What This Analysis Didn't Prove
Three significant limitations. First, the 451 Research demand projections are estimates, not measurements. If AI capital expenditure contracts, if inference efficiency improves faster than expected, or if model training shifts offshore, the 72.6 GW figure could shrink substantially. We used it because it represents the industry's own planning assumptions, but planning assumptions and physical reality diverge regularly. Second, capacity factors vary enormously by geography: solar in Arizona runs at 28% to 30%, while solar in Michigan or Ohio hits 18% to 20%. Our 25% national average masks real regional variation that makes some markets better and some worse than the aggregate suggests. Third, behind-the-meter generation, including the hyperscaler nuclear and gas deals described above, doesn't show up in EIA interconnection data. If enough companies build their own power plants, the grid gap narrows because demand was never placed on the grid in the first place. That's a genuine escape route, but it's available only to the richest players.
What You Can Do
If you're in energy policy: the interconnection queue is the actual bottleneck, not opposition. FERC Order 2023 reforms are underway but their impact is unmeasured. Accelerating queue processing for dispatchable resources, not just renewables, is the single highest-leverage intervention. If you invest in data center companies: ask what percentage of planned capacity has secured firm power, not just an interconnection request, but an executed agreement with a utility or a behind-the-meter generation source. The 13% queue completion rate means 87% of announced capacity exists only as a filing. If you work in AI: model efficiency is no longer just an engineering optimization.

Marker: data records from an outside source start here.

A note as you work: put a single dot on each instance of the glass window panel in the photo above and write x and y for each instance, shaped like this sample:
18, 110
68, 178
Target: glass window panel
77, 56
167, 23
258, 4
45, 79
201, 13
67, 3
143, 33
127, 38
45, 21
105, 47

Inference efficiency per watt is no longer just an engineering optimization but a supply chain constraint with direct implications for who can train the next generation of models. A 2x improvement in inference efficiency per watt is worth more than a 2x increase in data center square footage if the square footage can't get power. Watch for who secures nuclear power purchase agreements, because in five years, the companies with captive baseload will be the companies that can actually train the next generation of models.
The Bottom Line
The AI infrastructure race has a supply chain that runs on silicon and software and a bottleneck that runs on thermodynamics. America is building a record amount of generating capacity, and almost none of it can do the one thing data centers require: produce electricity reliably, at scale, twenty-four hours a day. Solar can't do that. Wind can't either. Batteries shift timing but create nothing new. At the base case, $345 billion in committed investment is chasing power that the grid cannot deliver by 2030. The companies that solved for baseload first, through nuclear deals, gas contracts, or private generation, will be the ones that actually build the AI future. The rest will own very expensive buildings with very empty server racks.